Medical Laboratory Observer connects laboratory professionals with industry trends every year. There have been important diagnostic updates for laboratories from the U.S. Food and Drug Administration and the National Institutes of Health in 2023 — MLO staff put together this article to summarize those updates for its readers.
With this new research, medical experts are closer to identifying better cancer treatments, determining blood donor eligibility, having a deeper understanding of long COVID, and diagnosing severe COVID-19 in pediatric patients.

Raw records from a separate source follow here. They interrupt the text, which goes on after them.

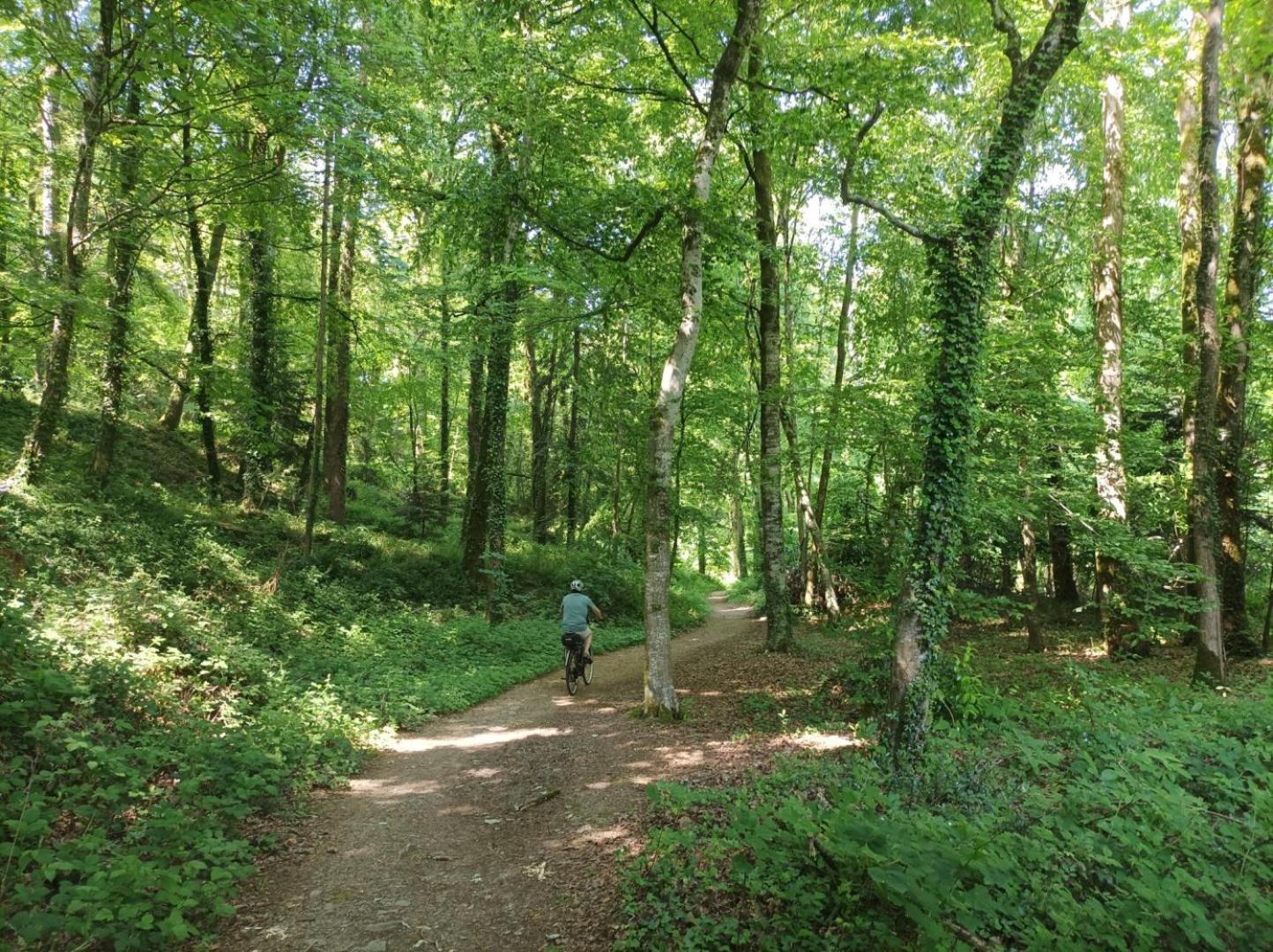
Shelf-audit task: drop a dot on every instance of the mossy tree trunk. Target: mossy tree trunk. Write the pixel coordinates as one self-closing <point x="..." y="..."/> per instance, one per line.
<point x="1210" y="663"/>
<point x="960" y="265"/>
<point x="1245" y="249"/>
<point x="659" y="693"/>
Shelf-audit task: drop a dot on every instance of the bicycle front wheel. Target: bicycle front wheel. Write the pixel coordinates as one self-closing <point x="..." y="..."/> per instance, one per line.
<point x="572" y="682"/>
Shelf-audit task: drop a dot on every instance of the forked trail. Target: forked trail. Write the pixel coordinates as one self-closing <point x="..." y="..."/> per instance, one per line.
<point x="495" y="829"/>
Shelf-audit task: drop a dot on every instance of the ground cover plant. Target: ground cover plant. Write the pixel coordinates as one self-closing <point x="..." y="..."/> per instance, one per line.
<point x="1066" y="807"/>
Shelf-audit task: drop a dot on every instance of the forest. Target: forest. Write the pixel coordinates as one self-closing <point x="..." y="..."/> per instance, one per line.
<point x="339" y="336"/>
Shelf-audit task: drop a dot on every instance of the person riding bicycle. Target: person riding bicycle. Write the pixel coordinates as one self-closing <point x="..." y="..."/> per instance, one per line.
<point x="576" y="611"/>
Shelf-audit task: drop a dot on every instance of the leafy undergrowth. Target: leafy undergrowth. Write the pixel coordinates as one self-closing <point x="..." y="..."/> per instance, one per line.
<point x="164" y="686"/>
<point x="1066" y="802"/>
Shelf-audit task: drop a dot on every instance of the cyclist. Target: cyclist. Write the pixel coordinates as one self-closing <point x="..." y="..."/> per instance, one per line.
<point x="576" y="611"/>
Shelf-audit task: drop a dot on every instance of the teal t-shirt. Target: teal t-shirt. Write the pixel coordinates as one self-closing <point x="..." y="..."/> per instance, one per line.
<point x="574" y="611"/>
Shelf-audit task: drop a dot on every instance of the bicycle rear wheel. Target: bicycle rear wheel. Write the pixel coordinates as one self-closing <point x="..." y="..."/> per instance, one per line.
<point x="572" y="682"/>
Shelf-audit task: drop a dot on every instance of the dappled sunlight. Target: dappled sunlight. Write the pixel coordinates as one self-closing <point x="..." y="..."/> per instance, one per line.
<point x="485" y="739"/>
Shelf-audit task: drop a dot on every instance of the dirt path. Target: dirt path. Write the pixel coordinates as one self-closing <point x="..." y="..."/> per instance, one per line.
<point x="495" y="829"/>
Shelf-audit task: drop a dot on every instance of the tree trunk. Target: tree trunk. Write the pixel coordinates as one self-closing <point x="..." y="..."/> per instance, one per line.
<point x="778" y="636"/>
<point x="316" y="427"/>
<point x="659" y="694"/>
<point x="1190" y="238"/>
<point x="261" y="412"/>
<point x="1030" y="565"/>
<point x="572" y="447"/>
<point x="1210" y="665"/>
<point x="473" y="457"/>
<point x="1117" y="627"/>
<point x="960" y="265"/>
<point x="52" y="398"/>
<point x="443" y="505"/>
<point x="123" y="254"/>
<point x="1247" y="243"/>
<point x="336" y="443"/>
<point x="811" y="528"/>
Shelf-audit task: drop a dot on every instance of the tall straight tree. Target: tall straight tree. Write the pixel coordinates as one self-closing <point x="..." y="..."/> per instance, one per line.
<point x="106" y="71"/>
<point x="123" y="254"/>
<point x="1210" y="663"/>
<point x="960" y="265"/>
<point x="659" y="694"/>
<point x="1241" y="290"/>
<point x="1117" y="627"/>
<point x="778" y="631"/>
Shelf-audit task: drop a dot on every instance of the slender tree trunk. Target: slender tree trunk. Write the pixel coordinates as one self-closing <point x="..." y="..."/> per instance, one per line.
<point x="778" y="636"/>
<point x="1190" y="240"/>
<point x="1117" y="627"/>
<point x="261" y="412"/>
<point x="123" y="254"/>
<point x="845" y="334"/>
<point x="1210" y="663"/>
<point x="316" y="428"/>
<point x="443" y="505"/>
<point x="1030" y="565"/>
<point x="1247" y="243"/>
<point x="57" y="372"/>
<point x="336" y="446"/>
<point x="960" y="266"/>
<point x="811" y="528"/>
<point x="473" y="485"/>
<point x="572" y="447"/>
<point x="659" y="693"/>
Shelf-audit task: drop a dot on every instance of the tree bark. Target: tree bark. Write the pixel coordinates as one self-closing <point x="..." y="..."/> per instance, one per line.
<point x="811" y="528"/>
<point x="316" y="428"/>
<point x="960" y="266"/>
<point x="336" y="443"/>
<point x="97" y="96"/>
<point x="1117" y="625"/>
<point x="123" y="254"/>
<point x="261" y="412"/>
<point x="1210" y="663"/>
<point x="572" y="446"/>
<point x="1030" y="564"/>
<point x="443" y="505"/>
<point x="1190" y="238"/>
<point x="1241" y="288"/>
<point x="659" y="693"/>
<point x="778" y="633"/>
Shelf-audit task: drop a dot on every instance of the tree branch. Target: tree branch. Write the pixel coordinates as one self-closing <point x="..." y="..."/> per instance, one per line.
<point x="1005" y="23"/>
<point x="849" y="198"/>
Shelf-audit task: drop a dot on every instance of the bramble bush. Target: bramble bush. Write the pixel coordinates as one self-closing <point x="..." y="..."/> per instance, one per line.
<point x="1118" y="814"/>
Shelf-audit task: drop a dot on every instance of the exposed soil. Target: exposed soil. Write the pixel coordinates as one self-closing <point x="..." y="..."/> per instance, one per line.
<point x="496" y="829"/>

FDA launches pilot program to help reduce risks associated with using laboratory developed tests to identify cancer biomarkers
The U.S. Food and Drug Administration announced a new voluntary pilot program for certain oncology drug products used with certain corresponding in vitro diagnostic tests to help clinicians select appropriate cancer treatments for patients.
Through the pilot program, the FDA will request, from drug manufacturers, performance information for the tests used to enroll patients into the clinical trials that support drug approval. Based on an assessment of that information, the FDA will post to the FDA website the minimum performance characteristics recommended for similar tests that may be used to select patients for treatment with the approved drug. Laboratories may use this information to guide their development of LDTs to identify specific biomarkers used for selecting cancer treatment. This transparency aims to help facilitate better and more consistent performance of these tests, resulting in better drug selection and improved care for patients with cancer.
As discussed in the guidance, the initial phase of the pilot program is anticipated to last up to one year, during which the FDA will evaluate no more than nine drug sponsors for possible acceptance into the pilot. The minimum recommended performance characteristics for in vitro diagnostic tests used with each approved drug product under the pilot, based on the clinical trial assays, will be made publicly available on the FDA’s website following drug approval.1
FDA finalizes move to recommend individual risk assessment to determine eligibility for blood donations
The U.S. Food and Drug Administration finalized recommendations for assessing blood donor eligibility using a set of individual risk-based questions to reduce the risk of transfusion-transmitted HIV. These questions will be the same for every donor, regardless of sexual orientation, sex, or gender. Blood establishments may now implement these recommendations by revising their donor history questionnaires and procedures.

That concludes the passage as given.